Exegetes and theologians today are in agreement that the Hebrew Bible does not contain a doctrine of the Trinity . . . Further, exegetes and theologians agree that the New Testament also does not contain an explicit doctrine of the Trinity. . . . In the New Testament there is no reflective consciousness of the metaphysical nature of God (“immanent trinity”) nor does the New Testament contain the technical language of later doctrine (hupostasic, ousia, substantia, subsistentia, prosopon, persona).  Some theologians have concluded that all postbiblical trinitarian doctrine is therefore arbitrary.  While it is incontestable that the doctrine cannot be established on scriptural evidence alone, its origins may legitimately be sought in the Bible, not in the sense of “proof-texting” or of finding metaphysical principles, but because the Bible is the authoritative record of God’s redemptive relationship with humanity.  What the scriptures narrate as the activity of God among us, which is confessed in creeds and celebrated in liturgy, is the wellspring of later trinitarian doctrine. (See Vol., 15, pp. 53-57)

The Eccentric Saints

The LDS view of God might be consider vulgar and simplistic. It certainly is more connected to common life experience than the pronouncements of Christian theologians and philosophers. It might be that we are rubes and pagans. Or it is possible that we are aligned with the original apostles.

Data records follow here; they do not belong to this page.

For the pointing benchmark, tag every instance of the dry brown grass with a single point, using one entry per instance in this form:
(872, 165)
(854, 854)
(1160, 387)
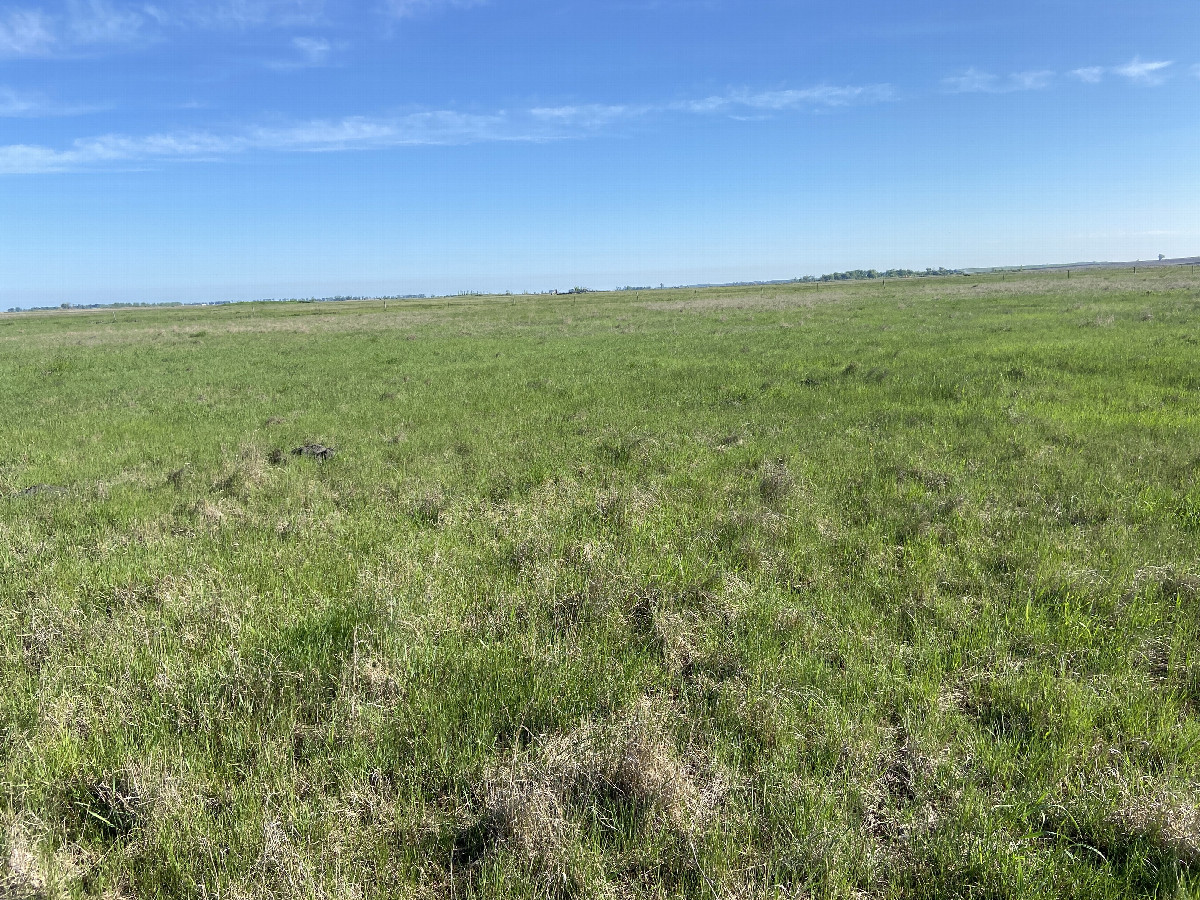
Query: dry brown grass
(535, 803)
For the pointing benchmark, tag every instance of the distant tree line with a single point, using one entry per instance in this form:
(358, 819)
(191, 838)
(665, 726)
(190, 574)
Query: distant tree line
(867, 274)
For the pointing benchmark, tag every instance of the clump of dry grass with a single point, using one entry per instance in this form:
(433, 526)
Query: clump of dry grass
(535, 803)
(1171, 823)
(28, 871)
(1164, 581)
(774, 481)
(243, 474)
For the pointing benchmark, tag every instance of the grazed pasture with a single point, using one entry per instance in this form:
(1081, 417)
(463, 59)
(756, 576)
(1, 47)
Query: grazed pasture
(863, 591)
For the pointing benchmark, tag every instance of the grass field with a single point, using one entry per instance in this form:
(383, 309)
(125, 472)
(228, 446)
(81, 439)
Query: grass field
(871, 589)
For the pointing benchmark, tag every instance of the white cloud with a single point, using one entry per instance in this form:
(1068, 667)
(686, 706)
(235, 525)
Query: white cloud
(976, 82)
(436, 127)
(21, 105)
(588, 115)
(1144, 72)
(96, 22)
(27, 33)
(311, 52)
(257, 13)
(401, 9)
(78, 27)
(823, 95)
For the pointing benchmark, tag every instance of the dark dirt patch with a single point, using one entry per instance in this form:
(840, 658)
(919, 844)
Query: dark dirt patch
(41, 491)
(315, 451)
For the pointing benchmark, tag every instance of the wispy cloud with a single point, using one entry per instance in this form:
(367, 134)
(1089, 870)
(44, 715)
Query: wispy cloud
(21, 105)
(310, 53)
(823, 95)
(1089, 75)
(1144, 72)
(973, 81)
(401, 9)
(79, 25)
(27, 33)
(256, 13)
(435, 127)
(349, 133)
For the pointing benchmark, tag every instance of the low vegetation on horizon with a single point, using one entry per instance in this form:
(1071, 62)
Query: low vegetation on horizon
(853, 591)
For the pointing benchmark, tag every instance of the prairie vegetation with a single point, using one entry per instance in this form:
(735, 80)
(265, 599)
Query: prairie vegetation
(874, 589)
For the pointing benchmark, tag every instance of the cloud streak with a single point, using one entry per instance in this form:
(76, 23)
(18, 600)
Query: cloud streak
(1144, 72)
(79, 27)
(435, 127)
(405, 9)
(18, 105)
(973, 81)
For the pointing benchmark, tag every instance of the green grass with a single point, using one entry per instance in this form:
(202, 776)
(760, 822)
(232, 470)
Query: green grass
(869, 591)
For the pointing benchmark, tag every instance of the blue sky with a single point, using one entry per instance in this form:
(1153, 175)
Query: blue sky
(240, 149)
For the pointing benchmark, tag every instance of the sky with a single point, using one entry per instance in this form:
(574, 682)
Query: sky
(205, 150)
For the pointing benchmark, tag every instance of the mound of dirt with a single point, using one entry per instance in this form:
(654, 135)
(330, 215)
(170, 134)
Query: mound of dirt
(315, 451)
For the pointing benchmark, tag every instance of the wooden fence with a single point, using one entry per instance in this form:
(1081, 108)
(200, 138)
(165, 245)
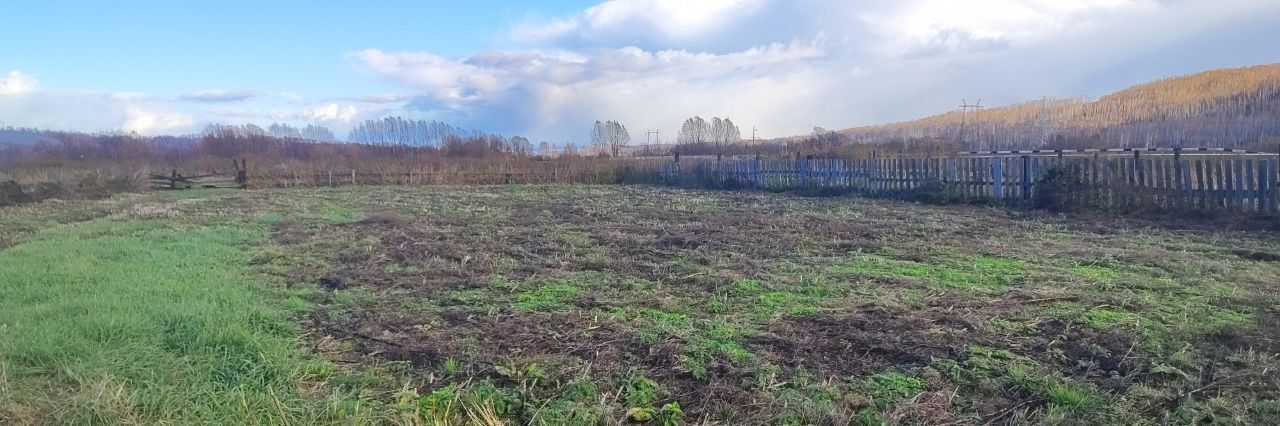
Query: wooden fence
(238, 178)
(1160, 179)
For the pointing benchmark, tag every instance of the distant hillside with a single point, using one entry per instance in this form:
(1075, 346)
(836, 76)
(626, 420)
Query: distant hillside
(1237, 106)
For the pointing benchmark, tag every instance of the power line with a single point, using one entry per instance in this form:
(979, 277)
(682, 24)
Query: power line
(964, 111)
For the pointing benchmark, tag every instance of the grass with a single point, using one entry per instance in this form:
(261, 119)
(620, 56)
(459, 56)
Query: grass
(588, 305)
(109, 323)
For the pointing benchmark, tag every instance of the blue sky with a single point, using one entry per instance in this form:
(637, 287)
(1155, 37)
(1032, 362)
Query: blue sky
(548, 69)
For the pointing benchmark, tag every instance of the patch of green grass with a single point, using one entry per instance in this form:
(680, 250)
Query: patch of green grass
(981, 273)
(548, 296)
(146, 321)
(890, 386)
(1097, 274)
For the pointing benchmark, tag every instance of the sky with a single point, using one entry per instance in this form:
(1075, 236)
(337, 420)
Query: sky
(549, 69)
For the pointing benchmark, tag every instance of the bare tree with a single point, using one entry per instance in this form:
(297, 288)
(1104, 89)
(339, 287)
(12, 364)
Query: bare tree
(520, 146)
(609, 136)
(694, 131)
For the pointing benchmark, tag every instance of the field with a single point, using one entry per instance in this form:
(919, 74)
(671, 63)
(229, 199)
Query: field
(588, 305)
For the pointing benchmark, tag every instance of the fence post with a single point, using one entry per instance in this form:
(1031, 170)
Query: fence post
(1270, 178)
(1027, 178)
(1179, 183)
(997, 178)
(1237, 184)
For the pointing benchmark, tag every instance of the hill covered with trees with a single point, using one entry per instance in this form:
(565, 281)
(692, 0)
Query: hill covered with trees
(1225, 108)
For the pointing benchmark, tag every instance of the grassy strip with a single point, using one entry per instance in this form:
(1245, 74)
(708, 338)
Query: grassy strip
(146, 321)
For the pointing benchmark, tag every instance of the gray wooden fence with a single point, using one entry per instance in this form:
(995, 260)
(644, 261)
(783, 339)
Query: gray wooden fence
(1170, 179)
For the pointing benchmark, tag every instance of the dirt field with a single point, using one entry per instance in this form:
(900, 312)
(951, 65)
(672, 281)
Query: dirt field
(585, 303)
(606, 305)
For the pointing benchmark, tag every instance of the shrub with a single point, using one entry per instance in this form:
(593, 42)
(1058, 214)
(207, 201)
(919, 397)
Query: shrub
(12, 193)
(1059, 189)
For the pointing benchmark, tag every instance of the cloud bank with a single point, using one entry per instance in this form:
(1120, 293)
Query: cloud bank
(780, 65)
(789, 65)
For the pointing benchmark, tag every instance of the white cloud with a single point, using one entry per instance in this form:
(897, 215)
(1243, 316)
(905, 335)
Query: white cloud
(330, 113)
(219, 95)
(145, 120)
(663, 19)
(17, 83)
(790, 65)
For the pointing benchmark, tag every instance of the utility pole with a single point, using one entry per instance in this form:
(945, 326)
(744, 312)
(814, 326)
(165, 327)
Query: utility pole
(964, 113)
(657, 134)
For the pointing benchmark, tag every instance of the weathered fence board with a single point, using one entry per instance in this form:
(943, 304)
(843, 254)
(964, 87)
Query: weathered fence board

Maybe our simple view is an accurate description of God.

Stephen Robinson, an LDS scholar, has posed this challenge (1991):

If Jesus didn’t teach the Nicene doctrine of the Trinity; if the New Testament writers didn’t have any conception of it; if the Apostolic Fathers didn’t know about it or even appreciate the problems associated with it; and if the formula itself wasn’t even developed until the fourth century and, even then, those who signed it didn’t understand it in completely orthodox terms; then one cannot maintain that the Nicene doctrine, as interpreted by modern Trinitarians, is essential to true Christianity, unless of course one wants to say that there weren’t any true Christians before the fourth century-including Jesus, his disciples, and the New Testament Church. (p. 78)

Science has long cherished the principle of parsimony. The explanation that describes any phenomenon most simply is favored. When two theories of different complexity explain experience equally well, the simpler theory is considered more credible.

I believe that the LDS view of God is substantially more parsimonious than the creeds of historical Christianity. I also believe that they are much more consistent with the Bible. And then they are attested by modern revelation.

Looks to me like a cloud of witnesses.


References

Barker, J. L. (1984). Apostasy from the divine Church. Salt Lake City, UT: Bookcraft.

Ehrman, B. D. (2005). Misquoting Jesus. New York: HarperSanFrancisco.

Hill, J. (2003). The history of Christian thought. Downers Grove, IL: IVP Academic.

Kelly, J. N. D. (1958). Early Christian doctrines. New York: Harper & Brothers.

The Encyclopedia of Religion (1987). Volume 15, MacMillan Publishing Company.

I heartily recommend that anyone interested in LDS theology read Stephen Robinson’s Are Mormons Christians? Chapter 7 on the trinity and the nature of God is especially pertinent to this article.